Introduction to the Problem

The main goal of the project is to solve the supervised problem of body level classification. Given numerical and categorical features of a person's health such as height, and weight, family history, the goal is to predict the body level of the person out of four levels.

Dataset Analysis & Preprocessing

The provided dataset is initially split into train and test with ratios of 0.75 & 0.25 respectively. This is done to ensure that the generalization ability of the implemented models is a good approximation to its generalization ability on the real test set then the following analysis is done on the training dataset.

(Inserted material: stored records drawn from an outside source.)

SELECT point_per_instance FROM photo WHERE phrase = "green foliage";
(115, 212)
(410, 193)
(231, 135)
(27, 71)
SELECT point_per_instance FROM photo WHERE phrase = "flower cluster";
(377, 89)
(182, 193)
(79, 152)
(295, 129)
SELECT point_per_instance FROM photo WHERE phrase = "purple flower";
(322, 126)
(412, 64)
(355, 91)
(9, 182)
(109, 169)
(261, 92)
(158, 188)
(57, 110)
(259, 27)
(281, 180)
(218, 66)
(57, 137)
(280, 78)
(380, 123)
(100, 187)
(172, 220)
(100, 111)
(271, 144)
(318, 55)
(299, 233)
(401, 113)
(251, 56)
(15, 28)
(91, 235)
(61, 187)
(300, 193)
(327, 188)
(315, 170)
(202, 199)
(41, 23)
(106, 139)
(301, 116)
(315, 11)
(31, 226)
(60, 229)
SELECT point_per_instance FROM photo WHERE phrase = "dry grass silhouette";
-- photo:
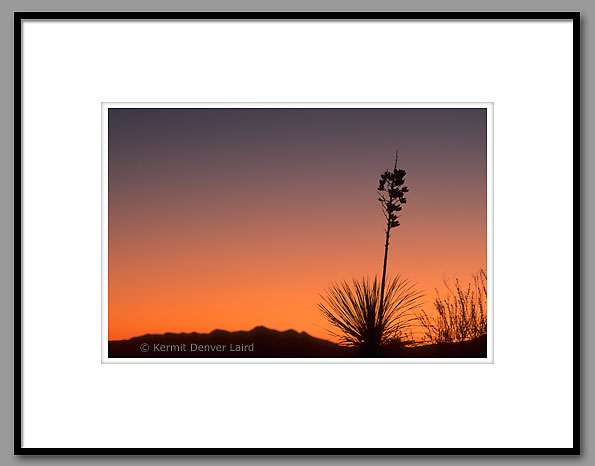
(358, 319)
(461, 313)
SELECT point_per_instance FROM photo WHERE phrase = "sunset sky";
(234, 218)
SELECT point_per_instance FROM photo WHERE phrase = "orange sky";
(232, 220)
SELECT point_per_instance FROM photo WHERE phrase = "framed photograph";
(231, 218)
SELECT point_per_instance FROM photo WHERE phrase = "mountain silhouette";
(262, 342)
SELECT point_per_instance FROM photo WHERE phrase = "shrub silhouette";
(461, 313)
(358, 319)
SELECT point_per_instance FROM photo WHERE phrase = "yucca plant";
(461, 313)
(360, 318)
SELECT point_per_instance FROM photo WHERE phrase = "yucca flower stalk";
(391, 192)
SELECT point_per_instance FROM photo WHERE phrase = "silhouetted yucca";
(359, 320)
(461, 314)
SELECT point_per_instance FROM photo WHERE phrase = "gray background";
(7, 7)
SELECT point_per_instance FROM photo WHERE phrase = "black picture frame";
(19, 17)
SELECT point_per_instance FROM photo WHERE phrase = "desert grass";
(358, 318)
(461, 313)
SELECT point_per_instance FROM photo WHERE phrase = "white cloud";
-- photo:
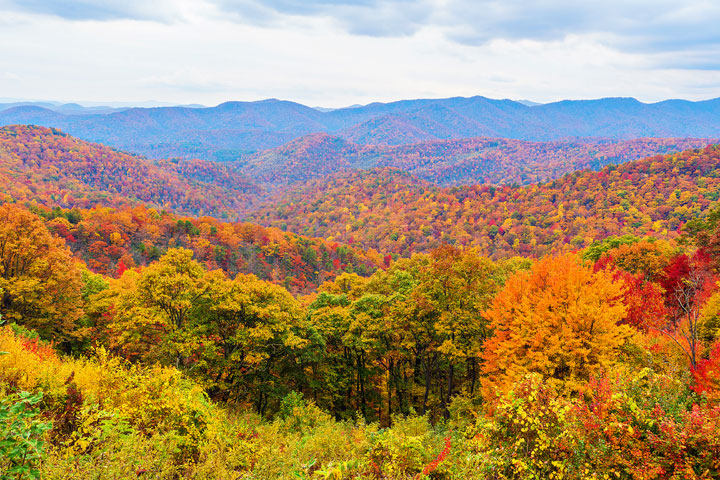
(334, 53)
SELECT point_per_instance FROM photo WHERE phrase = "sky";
(336, 53)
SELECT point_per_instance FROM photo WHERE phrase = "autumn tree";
(560, 320)
(252, 336)
(39, 280)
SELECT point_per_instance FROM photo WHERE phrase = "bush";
(21, 436)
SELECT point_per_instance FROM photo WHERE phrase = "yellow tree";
(559, 320)
(39, 280)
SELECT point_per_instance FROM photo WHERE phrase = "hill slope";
(49, 167)
(391, 211)
(453, 162)
(233, 129)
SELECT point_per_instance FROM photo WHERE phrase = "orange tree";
(559, 320)
(40, 283)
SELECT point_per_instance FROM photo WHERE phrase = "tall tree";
(561, 320)
(39, 280)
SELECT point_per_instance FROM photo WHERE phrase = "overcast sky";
(341, 52)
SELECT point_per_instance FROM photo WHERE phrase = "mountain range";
(234, 130)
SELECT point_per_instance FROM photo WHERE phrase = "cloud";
(376, 18)
(101, 10)
(638, 26)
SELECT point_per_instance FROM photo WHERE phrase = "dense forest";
(46, 166)
(453, 162)
(233, 129)
(393, 212)
(561, 330)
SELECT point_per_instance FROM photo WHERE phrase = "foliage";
(391, 211)
(21, 436)
(39, 281)
(59, 170)
(560, 320)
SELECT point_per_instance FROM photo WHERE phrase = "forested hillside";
(453, 162)
(390, 211)
(445, 365)
(567, 329)
(112, 240)
(42, 165)
(233, 129)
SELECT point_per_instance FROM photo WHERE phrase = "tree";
(560, 320)
(251, 335)
(39, 280)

The following plots show that there is a target class imbalance in the training dataset.

1686236127010

All the continuous attributes are standardized (normalized) using StandardScaler().

The categorical attributes’ details are shown in the following table.

Those attributes can be classified and represented as follows according to the four levels of data.

Feature Engineering

The following plot shows the covariance matrix between all continuous features (after standardization) and the target label (Body_Level)

1686236435828

Outlier analysis was performed based on the interquartile distance of each continuous variable. An attribute value (x) is considered to be an outlier if one of the following conditions is satisfied:

  • x > Q3 + 3 * IQD
  • x < Q1 - 3 * IQD

The analysis results are shown in the following table:

From the previous analysis results, we can conclude that the ‘Meal_Count’ attribute has many outlier values and it has a very low correlation with the target variable. So, this attribute was removed from the dataset to not affect the results of the classification task.

Machine Learning Models

Baseline Models

Three baseline models are implemented which are:

  1. Most frequent (ZeroR): It always returns the most frequent class label in the training data.
  2. Uniform: It generates predictions uniformly at random from the list of unique classes observed in training data, i.e. each class has equal probability.
  3. Constant: It always predicts a constant label that is provided by the user. This is useful for metrics that evaluate a non-majority class

The following figure shows the results of the three baseline models:

Logistic Regression

Parameter Tuning

In the Logistic Regression model, several hyperparameters can be tuned. The penalty, C, and solver parameters are tuned.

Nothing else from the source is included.